The Heath Brothers released their debut album, “Marchin’ On,” that same year. The group featured Percy, who had become one of the world’s best-known bassists through his work with the Modern Jazz Quartet; Tootie, who had recently worked with Herbie Hancock; and the pianist Stanley Cowell. The album included Jimmy’s four-part “Smiling Billy Suite” (dedicated to the drummer Billy Higgins), which laced saxophone, flute and the Central African mbira, or thumb piano, into a viscous groove.

“It was a time of transition in the jazz world,” Heath wrote in his autobiography. “I was trying to evolve and create music that was acceptable to the generation of the ’60s and ’70s. In fact, I’ve been told by certain people that they started listening to jazz as a result of what the Heath Brothers were recording.”

The band went through a series of personnel changes; Tootie left after two albums and a guitarist, Tony Purrone, came on board, as did Mtume, Heath’s son, on percussion and vocals. The Heath Brothers’ Columbia album “Live at the Public Theater,” released in 1980, was nominated for a Grammy.

The group went on hiatus in the mid-1980s, after Percy Heath joined a reunited Modern Jazz Quartet, but the three brothers came together again in the late 1990s.
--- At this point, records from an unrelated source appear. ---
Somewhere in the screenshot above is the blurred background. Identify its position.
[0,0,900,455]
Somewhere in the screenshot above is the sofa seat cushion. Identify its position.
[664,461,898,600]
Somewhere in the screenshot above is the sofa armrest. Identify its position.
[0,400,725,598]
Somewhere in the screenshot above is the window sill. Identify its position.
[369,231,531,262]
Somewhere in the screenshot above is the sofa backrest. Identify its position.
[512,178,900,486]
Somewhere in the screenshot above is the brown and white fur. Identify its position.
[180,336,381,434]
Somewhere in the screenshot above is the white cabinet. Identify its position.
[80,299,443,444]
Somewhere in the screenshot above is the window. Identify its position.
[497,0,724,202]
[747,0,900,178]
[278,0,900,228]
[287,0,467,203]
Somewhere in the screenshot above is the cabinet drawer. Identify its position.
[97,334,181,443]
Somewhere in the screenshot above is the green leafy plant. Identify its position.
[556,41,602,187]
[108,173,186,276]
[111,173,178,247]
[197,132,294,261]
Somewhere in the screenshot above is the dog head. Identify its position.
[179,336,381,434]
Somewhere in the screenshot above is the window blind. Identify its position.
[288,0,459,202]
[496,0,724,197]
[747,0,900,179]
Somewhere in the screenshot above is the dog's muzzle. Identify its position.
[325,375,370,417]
Tootie and Jimmy continued to record and perform after Percy’s death.

In 1986, Heath took over the fledgling jazz program at Queens College, helping to create its master’s curriculum. During his 10 years there, he experienced his most fertile period as a composer of large-scale works.

In 1993, his Verve album “Little Man, Big Band” was nominated for a Grammy. Also that year, he jammed with President Bill Clinton at a White House jazz concert produced by the Thelonious Monk Institute, where he served on the board of advisers.

Clinton borrowed Heath’s saxophone to play on a blues number and, with Heath’s help, found the right key. As Heath recalled in his book, “He stumbled, but he landed on his feet.”